Mooie ambiance voor een boekpresentatie over de ontwikkeling van werk gedurende de eeuwen heen. Waar vroeger een van de rijkste grafelijke families heer en meester waren over mensen, vind ik best gewaagd om in aanwezigheid van een van de topstukken van de regionale vakbeweging een ‘boekje’ open te doen. Er was zelfs een heuse hertogin – maar dan van een andere adellijke familie – aanwezig, een ‘moderne’ adel en tevens conservator van het museum (
Museo Civico Delle Carrozze).
Als het gaat om arbeid dan is het zeker voor ons interessant om eens een luisterend oor te leggen. Inmiddels behoort het werkgeversnetwerk, dat wij via onze
Stichting SAM (samenwerken) onderhouden, tot de toonaangevende HR netwerken in Nederland. Logisch dat we geïnteresseerd zijn in hoe ‘men’ in andere landen tegen ‘werk’ aankijkt. Nog meer getriggerd omdat het gaat om ‘ons’ zo geliefde Italië.
Bella Italia, een begrip als het gaat om een zoele zomervakantie of een verrukkelijke maaltijd. Zodra we het hebben over de economie, financiële situatie, werkgelegenheid en werkloosheid in ‘de laars’, dan staan we mijlen ver af van de warme gevoelens die wij en velen met ons hebben bij ‘Italië als vakantieland’.
Gewapend met camera, pen en schrijfblok en een stapel visitekaartjes waren wij de enige buitenlandse gasten. Maar ook de enigen die aantekeningen maakten. De vakbondsvrouw (als ze niet praatte stonden haar kaken ook niet stil vanwege de kauwgum die zij blijkbaar erg lekker vond) maakte in haar betoog een verwijzing naar Nederland als een van de noordelijke landen die op een goede wijze omgaat met ‘werk’ en waar werknemers prachtig beschermd worden. Onze ‘angst’ om, na de banaliteiten van een groep Nederlanders die zo nodig IS praktijken erop nahouden door Rome en haar prachtige oudheidkundige beelden in stukjes te slaan, voor ‘
ANIMALI’ (beesten) of
BARBARI te worden uitgemaakt was daarmee in ieder geval van de baan.

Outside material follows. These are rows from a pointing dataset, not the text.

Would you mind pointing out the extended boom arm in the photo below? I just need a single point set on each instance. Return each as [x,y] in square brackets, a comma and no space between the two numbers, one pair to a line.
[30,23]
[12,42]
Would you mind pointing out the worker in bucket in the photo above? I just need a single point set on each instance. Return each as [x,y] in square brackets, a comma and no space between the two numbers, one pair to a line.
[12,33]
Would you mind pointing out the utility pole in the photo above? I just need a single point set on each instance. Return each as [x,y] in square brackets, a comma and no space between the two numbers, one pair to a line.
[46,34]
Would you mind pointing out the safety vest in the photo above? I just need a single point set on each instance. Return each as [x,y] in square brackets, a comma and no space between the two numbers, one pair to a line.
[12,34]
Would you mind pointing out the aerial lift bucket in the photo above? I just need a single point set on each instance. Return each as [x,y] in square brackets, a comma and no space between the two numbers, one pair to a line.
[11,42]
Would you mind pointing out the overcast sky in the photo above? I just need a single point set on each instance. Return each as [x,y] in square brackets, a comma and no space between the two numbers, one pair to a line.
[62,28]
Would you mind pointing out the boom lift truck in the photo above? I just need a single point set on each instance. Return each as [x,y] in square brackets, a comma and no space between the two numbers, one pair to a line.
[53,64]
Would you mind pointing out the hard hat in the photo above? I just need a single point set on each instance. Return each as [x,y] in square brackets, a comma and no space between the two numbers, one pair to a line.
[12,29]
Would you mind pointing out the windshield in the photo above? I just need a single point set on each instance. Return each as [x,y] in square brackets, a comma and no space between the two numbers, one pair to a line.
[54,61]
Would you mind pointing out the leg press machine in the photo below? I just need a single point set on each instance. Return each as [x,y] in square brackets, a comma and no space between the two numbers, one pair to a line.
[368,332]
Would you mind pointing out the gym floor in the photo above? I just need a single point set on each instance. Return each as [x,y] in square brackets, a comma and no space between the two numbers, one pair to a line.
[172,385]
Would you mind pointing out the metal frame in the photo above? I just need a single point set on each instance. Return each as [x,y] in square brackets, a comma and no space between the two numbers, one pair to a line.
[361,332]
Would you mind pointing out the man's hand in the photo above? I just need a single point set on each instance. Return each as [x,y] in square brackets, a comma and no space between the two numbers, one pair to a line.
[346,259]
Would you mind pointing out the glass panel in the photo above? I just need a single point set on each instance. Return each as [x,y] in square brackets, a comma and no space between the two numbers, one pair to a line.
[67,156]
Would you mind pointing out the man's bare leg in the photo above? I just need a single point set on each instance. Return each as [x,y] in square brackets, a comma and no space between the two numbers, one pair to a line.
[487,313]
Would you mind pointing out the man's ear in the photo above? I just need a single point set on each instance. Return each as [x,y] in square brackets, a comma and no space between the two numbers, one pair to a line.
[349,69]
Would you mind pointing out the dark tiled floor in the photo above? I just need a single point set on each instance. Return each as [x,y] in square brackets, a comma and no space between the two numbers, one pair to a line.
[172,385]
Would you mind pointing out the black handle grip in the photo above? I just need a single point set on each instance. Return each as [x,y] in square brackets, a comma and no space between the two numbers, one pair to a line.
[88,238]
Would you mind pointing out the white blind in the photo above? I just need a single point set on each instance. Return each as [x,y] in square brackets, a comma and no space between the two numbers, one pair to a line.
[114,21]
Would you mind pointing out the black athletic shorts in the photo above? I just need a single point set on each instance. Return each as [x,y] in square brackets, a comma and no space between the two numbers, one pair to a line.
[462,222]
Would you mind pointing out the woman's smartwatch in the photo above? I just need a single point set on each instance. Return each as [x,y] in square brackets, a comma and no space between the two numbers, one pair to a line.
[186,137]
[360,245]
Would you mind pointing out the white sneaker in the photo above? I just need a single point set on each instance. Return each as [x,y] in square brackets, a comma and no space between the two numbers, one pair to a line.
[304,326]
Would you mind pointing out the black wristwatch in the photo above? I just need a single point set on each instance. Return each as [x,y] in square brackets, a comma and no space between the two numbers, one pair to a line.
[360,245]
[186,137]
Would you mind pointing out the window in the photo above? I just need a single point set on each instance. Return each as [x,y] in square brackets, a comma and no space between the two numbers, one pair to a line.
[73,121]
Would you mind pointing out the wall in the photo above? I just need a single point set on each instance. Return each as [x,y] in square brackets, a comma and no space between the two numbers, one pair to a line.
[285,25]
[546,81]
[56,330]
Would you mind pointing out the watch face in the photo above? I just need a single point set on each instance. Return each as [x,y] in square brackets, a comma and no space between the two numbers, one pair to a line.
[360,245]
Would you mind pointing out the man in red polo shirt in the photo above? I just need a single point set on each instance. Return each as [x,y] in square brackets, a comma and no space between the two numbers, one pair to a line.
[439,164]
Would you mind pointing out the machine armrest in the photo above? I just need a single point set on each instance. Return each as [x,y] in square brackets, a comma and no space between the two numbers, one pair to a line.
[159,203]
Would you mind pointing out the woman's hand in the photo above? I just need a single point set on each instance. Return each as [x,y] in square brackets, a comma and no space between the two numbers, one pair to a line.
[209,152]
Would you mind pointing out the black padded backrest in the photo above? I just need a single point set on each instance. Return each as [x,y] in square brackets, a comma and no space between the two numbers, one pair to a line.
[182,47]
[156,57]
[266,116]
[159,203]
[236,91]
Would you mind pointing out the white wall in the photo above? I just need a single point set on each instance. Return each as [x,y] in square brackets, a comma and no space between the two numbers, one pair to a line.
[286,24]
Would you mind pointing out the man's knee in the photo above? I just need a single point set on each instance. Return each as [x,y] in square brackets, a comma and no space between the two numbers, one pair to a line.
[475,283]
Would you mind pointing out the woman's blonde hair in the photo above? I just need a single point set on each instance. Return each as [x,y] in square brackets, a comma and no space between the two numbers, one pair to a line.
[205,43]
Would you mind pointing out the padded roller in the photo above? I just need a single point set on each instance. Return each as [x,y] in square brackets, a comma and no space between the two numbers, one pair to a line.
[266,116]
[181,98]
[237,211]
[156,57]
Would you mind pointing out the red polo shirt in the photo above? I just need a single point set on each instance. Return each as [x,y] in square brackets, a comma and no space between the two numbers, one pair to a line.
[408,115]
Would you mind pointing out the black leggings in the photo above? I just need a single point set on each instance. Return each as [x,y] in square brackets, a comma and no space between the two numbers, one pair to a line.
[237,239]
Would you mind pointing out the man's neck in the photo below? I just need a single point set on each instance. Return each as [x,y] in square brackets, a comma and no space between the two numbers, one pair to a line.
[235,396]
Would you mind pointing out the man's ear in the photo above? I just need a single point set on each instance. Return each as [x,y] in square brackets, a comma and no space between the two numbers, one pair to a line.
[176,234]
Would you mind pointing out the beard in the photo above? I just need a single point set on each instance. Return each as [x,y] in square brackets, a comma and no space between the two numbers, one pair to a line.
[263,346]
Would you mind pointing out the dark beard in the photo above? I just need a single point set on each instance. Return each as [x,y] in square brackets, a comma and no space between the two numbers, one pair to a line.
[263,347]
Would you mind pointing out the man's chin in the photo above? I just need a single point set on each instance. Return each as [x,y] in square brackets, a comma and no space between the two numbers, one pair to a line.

Wij konden ons met een gerust hart als vredelievenden flink netwerkend tussen de menigte bewegen. Onze aantekeningen zijn helaas zeer beperkt gebleven: toen de professor ging praten zonder microfoon moesten wij helaas afhaken. Dat was te moeilijk voor ons om de strekking van zijn verhaal mee te krijgen. Jammer!
Zonder inhoudelijk te oordelen over dit nieuwe boek viel ons wel op dat de Italianen erg bezig

zijn om het heden vanuit het perspectief van vroeger te bezien. Nu dus met betrekking tot ‘arbeid’. Onze, wellicht Nederlandse, visie is dat we vooral vooruit moeten kijken. Welke ontwikkelingen doen zich thans voor? Hoe ziet de arbeidsmarkt er over 5 jaar uit? Hoe kijkt onze generatie Z aan tegen werk? Wat gaat Y ervan brouwen? Nu al tonen onderzoeken aan dat we over 20 jaar minder dan 50% van het werk dat we vandaag doen, nog hebben / kennen. De veranderingen komen er echt razend snel aan.
Dan zou het zeker voor een land als Italië vreselijk belangrijk zijn om vanuit de verwachte ontwikkeling te kijken naar het nu! Met een werkloosheidspercentage van 43% onder de jongeren en vreselijk veel oudere werknemers die zich inspannen op een wijze welke door jongeren geregeld wordt gekenschetst met ‘ik doe het al 30 jaar zó en dat blijf ik ook doen voor de komende 10 jaar’ zou je toch echt hopen dat Matteo Renzi met zijn gewenste ‘Job Act’ iets gaat doen om hierin verandering te brengen.
Maar wat is de praktijk, de werkelijkheid die we ook tijdens deze avond merkten?
De jongeren zijn te weinig aan het woord en aan zet om veranderingen te kunnen doorvoeren. De ouderen maken de dienst uit. Jongeren worden geremd door veelal oude managers die nauwelijks besluiten durven te nemen als het gaat om veranderingen (lees: innovatie). De vele wetten en ouderwetse regelgeving houden het ‘oude denken en vooral ook doen’ in stand. De belastingen, zo geeft men ons aan, maken investeringen en ontwikkelingen bijna onmogelijk. De administratieve lastendruk, waaronder de ambtelijke papierkraam die ingevuld moeten worden en vervolgens in laadjes terecht komt, is verschrikkelijk en verstikkend. De systemen zijn sterk verouderd en Italië is nauwelijks nog digitaal ontwikkeld.
En wordt er dan iets georganiseerd waar meegepraat kan worden, zitten er (op ons na dan :) ) slechts 4 jongeren in de zaal. Eentje hield het na 20 minuten al voor gezien, een tweede stond alleen maar buiten te roken en de andere twee zaten achter in een hoekje verstopt om vooral níet aanwezig te zijn.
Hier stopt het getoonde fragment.